Categories: Uncategorized

When the blue states quit the union

In a mind-numbing 19 pages in the New Republic, author Kevin Baker lays out a case for a Bluexit, a departure from the union by the blue states, those under the Democrat’s sway.

There is a much shorter version on the internet (which someone will find and send after reading this) but I will plough through Baker’s masterpiece,  written with the snotty, self-adoration of a coastal elite.

He makes a number of economic assertions that I will accept as truth, although his online piece lacks the links serious readers have come to expect. I wonder why he short-sheeted us. 

He starts out by saying blue states pay more in federal taxes than they take in, and there’s little doubt about that — California’s agriculture, tech and entertainment industries provide amazing wealth, and New York City, as the nation’s financial, fashion and communications hub, is filthy rich. And I do mean filthy.

“We have funded massive infrastructure projects in your rural communities, subsidized your schools… and simultaneously absorbed the most destitute, unskilled, and oppressed portions of your populations, white and Black alike,” writes Baker, just reeking of noblesse oblige. He says Hillary carried just 487 counties in 2016, but those 487 counties, he says, generate almost two-thirds of the nation’s economic activity.

That’s why he wants out — maybe not physical separation, but economic apartheid. “We’ll turn our back on the federal government in every way we can, just like you’ve been urging everyone to do for years, and devote our hard-earned resources to building up our own cities and states. We’ll turn Blue America into a world-class incubator for progressive programs and policies, a laboratory for a guaranteed income and a high-speed rail system and free public universities.”

First, I’d like to have what he is smoking, but, seriously, why don’t the blue states do that now? 

Maybe because of federal income tax, which Democrats love, but that he would abolish. “We will raise our state and local taxes accordingly to pay for anything we might need or want.” 

He’s talking about bluexiting with the Left Coast — California, Oregon and the State Formerly Named After a Slaveholder, to be renamed after Karl Marx, plus New Mexico, Hawaii, Colorado, Minnesota, Illinois, plus much of the Northeast, absent New Hampshire, Maine and Pennsylvania.

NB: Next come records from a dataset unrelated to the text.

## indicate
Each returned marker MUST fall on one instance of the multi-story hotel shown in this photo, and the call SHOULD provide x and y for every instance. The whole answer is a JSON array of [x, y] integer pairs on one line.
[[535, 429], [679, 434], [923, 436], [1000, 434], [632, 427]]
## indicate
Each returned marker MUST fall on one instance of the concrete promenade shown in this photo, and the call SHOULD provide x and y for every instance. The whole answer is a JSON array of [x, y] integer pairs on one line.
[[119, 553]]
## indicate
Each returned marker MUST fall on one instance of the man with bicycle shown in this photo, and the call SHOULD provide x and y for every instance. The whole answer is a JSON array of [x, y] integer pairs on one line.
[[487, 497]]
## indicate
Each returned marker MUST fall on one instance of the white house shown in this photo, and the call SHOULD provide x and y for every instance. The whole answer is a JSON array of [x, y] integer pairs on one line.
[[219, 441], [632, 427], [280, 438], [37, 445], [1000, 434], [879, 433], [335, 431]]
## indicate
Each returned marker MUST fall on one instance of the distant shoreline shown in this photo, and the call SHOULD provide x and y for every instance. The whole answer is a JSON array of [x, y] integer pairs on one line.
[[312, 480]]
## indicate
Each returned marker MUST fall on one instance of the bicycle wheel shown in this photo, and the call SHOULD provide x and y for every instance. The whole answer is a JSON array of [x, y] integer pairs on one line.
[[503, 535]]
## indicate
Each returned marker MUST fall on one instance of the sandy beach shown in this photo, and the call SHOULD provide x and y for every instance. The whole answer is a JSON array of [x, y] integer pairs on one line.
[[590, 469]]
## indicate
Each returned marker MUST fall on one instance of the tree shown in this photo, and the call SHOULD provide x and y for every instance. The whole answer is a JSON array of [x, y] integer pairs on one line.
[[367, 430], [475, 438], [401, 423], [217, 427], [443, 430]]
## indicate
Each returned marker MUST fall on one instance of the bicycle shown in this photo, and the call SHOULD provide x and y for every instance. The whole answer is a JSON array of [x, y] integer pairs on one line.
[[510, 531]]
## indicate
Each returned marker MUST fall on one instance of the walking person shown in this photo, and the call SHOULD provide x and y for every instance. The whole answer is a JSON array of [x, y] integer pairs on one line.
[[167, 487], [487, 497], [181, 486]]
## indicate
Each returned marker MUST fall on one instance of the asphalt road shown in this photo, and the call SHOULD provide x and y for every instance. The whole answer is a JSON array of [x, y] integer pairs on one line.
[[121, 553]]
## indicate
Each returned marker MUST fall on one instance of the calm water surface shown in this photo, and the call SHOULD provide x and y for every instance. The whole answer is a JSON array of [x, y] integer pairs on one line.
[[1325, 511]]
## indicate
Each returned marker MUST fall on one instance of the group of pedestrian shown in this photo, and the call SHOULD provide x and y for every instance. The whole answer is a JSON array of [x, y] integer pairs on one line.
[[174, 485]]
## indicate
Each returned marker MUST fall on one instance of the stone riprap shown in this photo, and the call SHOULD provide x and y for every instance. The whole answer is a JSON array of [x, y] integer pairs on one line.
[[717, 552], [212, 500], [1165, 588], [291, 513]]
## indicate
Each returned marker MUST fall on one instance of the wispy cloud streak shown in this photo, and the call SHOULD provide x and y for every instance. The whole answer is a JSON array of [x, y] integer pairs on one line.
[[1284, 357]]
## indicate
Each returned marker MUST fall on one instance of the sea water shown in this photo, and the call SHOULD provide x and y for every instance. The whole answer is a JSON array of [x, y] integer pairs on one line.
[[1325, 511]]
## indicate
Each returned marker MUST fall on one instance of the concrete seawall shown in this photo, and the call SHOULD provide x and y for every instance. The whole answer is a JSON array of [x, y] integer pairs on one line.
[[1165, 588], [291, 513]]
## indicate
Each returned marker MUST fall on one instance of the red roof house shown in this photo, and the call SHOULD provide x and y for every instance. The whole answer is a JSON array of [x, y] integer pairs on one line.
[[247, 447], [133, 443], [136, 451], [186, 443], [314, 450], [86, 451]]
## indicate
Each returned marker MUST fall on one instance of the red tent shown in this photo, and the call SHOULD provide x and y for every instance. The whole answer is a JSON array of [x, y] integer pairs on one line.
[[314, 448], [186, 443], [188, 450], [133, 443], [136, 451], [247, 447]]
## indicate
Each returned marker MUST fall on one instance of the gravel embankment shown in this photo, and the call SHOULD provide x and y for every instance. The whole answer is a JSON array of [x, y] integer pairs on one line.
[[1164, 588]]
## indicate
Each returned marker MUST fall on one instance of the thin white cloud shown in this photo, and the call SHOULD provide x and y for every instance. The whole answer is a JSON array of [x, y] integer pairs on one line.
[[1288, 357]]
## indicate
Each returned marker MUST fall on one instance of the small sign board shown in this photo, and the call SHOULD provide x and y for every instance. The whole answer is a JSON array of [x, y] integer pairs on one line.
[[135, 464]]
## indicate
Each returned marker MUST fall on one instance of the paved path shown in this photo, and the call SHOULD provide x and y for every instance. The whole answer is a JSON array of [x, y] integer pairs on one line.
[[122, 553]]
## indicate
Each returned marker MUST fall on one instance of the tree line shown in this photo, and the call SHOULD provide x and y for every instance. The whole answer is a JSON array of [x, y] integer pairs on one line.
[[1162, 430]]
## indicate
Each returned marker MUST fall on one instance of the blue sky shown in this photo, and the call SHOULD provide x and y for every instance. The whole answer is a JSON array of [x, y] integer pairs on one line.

Baker brags blue states have the “best” universities and hospitals, so they will be smarter and healthier.

To the red states, he says, “Don’t worry: You’ll still dominate college football.”

Ha, ha. 

The divorce will allow blue states to demonstrate how much better they are, in every way. 

I am thinking we could give it a try.

Where would I want to live — blue or red? I am in a red state made purple primarily by the navy blue city in which I live, and as the local Democratic Party shifts farther Left, and Philly remains the poorest large city in America, I think, is this the best we can do?

Too bad for Baker, the Philly area has great universities and hospitals, yet we are not smart and not healthy.

Why is that?

A question for another day.

Let’s take a look at some of the blue states Baker thinks so highly of.

Here’s something New York (the nation’s most populous city), has in common with Los Angeles (the second most populous): You can’t find a U-Haul to rent because of the flood of people fleeing the city. San Francisco, too. No. 3 in population, Chicago, is the shooting capital of the country. That’s right — not those dummies in Topeka.

Take NYC, LA & SF together and you have the largest collection of homeless this side of Calcutta, with sidewalks filled with feces and syringes, all under the loving eyes of Democratic mayors. 

These are the incubators touted by Baker?

Tell you this: If the blue states leave, the red states won’t shed a tear.